O braço educacional da Igreja Identitária acaba de lançar, nos Estados Unidos, um manual para um ensino de matemática antirracista. Eu devo ser muito ignorante porque li, reli e continuo achando um dos documentos mais racistas que eu já vi. Todos os estudantes negros são considerados burros ou menos aptos e professores são orientados a cobrar menos deles em termos de acerto dos exercícios.
O documento tem um nome pomposo: "Um caminho para o Ensino Igualitário da Matemática - Desconstrução do Racismo no Ensino de Matemática". Fosse no ensino de história, geografia ou outras ciências humanas, entendo perfeitamente. Uma coisa é, por exemplo, ler Monteiro Lobato como se fosse normal falar de negros do jeito que ele, racista e eugenista, falava. Ou, sei lá, reescrever toda a obra dele para fingir que ele não era racista e nem tinha tolerância com racismo no Brasil nessa época. Outra coisa completamente diferente é ensinar, com o mesmo grau de importância, conteúdo e contexto. Eu só não sei como fazer isso com matemática.

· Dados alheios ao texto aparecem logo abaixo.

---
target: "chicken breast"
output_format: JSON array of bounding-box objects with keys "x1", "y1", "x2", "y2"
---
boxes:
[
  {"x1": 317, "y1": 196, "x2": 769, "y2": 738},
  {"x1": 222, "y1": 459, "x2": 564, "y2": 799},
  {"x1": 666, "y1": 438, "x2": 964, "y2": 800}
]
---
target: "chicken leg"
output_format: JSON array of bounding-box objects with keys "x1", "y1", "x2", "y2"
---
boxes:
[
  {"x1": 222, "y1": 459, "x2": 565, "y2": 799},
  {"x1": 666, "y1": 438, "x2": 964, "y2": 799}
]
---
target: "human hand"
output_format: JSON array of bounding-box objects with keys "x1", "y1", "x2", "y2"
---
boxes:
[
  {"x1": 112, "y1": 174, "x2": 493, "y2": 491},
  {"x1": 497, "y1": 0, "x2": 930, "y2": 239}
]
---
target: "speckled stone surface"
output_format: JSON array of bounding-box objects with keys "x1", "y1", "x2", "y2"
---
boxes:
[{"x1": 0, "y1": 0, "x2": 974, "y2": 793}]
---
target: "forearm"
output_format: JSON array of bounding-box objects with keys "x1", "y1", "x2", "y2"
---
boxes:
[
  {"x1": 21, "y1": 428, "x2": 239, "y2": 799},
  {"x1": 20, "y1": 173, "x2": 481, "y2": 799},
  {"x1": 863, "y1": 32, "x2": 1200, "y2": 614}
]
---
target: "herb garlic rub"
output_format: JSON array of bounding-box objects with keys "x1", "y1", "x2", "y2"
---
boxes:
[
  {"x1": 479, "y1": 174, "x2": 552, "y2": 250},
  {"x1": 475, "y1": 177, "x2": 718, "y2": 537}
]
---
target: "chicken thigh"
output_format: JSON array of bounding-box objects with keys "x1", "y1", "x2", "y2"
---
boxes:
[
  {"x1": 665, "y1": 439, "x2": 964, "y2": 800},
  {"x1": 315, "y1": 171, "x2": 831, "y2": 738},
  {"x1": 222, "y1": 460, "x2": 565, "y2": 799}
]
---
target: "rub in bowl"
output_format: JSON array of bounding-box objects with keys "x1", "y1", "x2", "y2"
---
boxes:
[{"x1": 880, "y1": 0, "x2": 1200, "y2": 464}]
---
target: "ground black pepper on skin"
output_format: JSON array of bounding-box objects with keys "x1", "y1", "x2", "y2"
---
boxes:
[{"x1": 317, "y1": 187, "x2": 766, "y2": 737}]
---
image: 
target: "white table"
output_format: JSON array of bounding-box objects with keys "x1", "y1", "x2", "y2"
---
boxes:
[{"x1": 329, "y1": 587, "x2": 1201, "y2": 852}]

Fiquei curiosa porque já começa a se tornar política oficial nos Estados Unidos. E, vocês sabem, daqui a pouco já tem gente achando legal porque está bombando por lá. Fui fuçar o documento para ver quais as dicas para os professores. Vão falar, por exemplo, do racismo de alguns matemáticos importantes? Talvez também devessem explicar que usamos até hoje fórmulas feitas por gregos misóginos que tinham relações sexuais com meninos adolescentes mas não se consideravam homossexuais. Talvez ajudasse bastante a decorar a tabuada, atividade das mais penosas.
Fui ler o tal guia para descobrir como a matemática pode ser um instrumento de supremacia branca. Isso vale para negros e latinos. Duas formas de colocar a supremacia branca na matemática seriam: foco na resposta certa e fazer o aluno mostrar sua lição. Eu não perguntei a pessoas negras nem a movimentos negros o que pensam a respeito. Latinos são mesmo impulsivos. Eu achei que me chamou de burra no contexto mais desumanizador: todo latino é burro. Alguém precisa avisar na igreja identitária que talvez seja racista tratar as pessoas como menos capacitadas de acordo com a etnia.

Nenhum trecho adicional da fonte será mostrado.